Congress Should Repeal DOMA

Glenn Greenwald, while recognizing that there are higher priorities for the incoming administration, says the time has come to ask Congress to repeal the Defense of Marriage Act (DOMA). An editorial in today’s Washington Post says it’s “time to press Washington to move in the right direction” on DOMA in response to California’s Prop 8 fiasco, and similar unfair and unconstitutional discriminatory measures in Florida and Arizona.

From Greenwald’s post:

Legalizing gay marriage remains very controversial.
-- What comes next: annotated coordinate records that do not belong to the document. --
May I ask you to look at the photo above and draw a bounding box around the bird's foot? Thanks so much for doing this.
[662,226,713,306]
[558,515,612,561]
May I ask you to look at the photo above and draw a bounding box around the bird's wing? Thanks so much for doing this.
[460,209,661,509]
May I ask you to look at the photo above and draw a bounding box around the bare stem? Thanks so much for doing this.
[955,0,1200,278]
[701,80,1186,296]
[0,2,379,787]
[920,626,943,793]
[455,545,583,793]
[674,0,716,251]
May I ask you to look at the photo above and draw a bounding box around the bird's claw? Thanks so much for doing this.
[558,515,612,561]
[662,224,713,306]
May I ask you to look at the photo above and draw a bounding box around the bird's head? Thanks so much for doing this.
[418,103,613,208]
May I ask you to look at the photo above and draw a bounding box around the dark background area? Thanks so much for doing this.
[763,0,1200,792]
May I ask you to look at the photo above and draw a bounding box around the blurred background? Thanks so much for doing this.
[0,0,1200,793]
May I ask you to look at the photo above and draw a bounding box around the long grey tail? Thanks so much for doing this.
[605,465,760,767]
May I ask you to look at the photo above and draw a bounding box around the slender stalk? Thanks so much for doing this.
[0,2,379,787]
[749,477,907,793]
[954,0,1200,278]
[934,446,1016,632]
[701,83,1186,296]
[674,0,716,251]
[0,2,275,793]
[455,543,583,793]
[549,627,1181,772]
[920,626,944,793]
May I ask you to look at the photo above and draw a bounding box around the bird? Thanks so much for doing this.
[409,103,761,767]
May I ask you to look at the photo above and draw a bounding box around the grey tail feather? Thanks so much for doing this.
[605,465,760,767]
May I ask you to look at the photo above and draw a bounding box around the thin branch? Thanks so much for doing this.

But extending marriage-based government benefits equally to same-sex couples — which is all repealing DOMA, especially Section 3, would do — is not particularly controversial.

How is it possible to argue otherwise in light of polls which conclusively prove that majorities of Americans favor (and have long favored) such policies, as well as — more persuasively still — the fact that the country just elected, by a landslide, a President who condemned DOMA as an “abhorrent law” and vowed emphatically to repeal it, while his Vice President said, in the debate watched by tens of millions of Americans: “in an Obama-Biden administration, there will be absolutely no distinction from a constitutional standpoint or a legal standpoint between a same-sex and a heterosexual couple.” That statement didn’t create even a ripple of controversy, nor did Obama’s emphatic opposition to DOMA.

We have to restore the Constitution of the United States of America. While we’re at it, let’s have Congress make warrantless surveillance illegal again and bring back habeas corpus. Torture is already illegal, and our new President can end that with an executive order.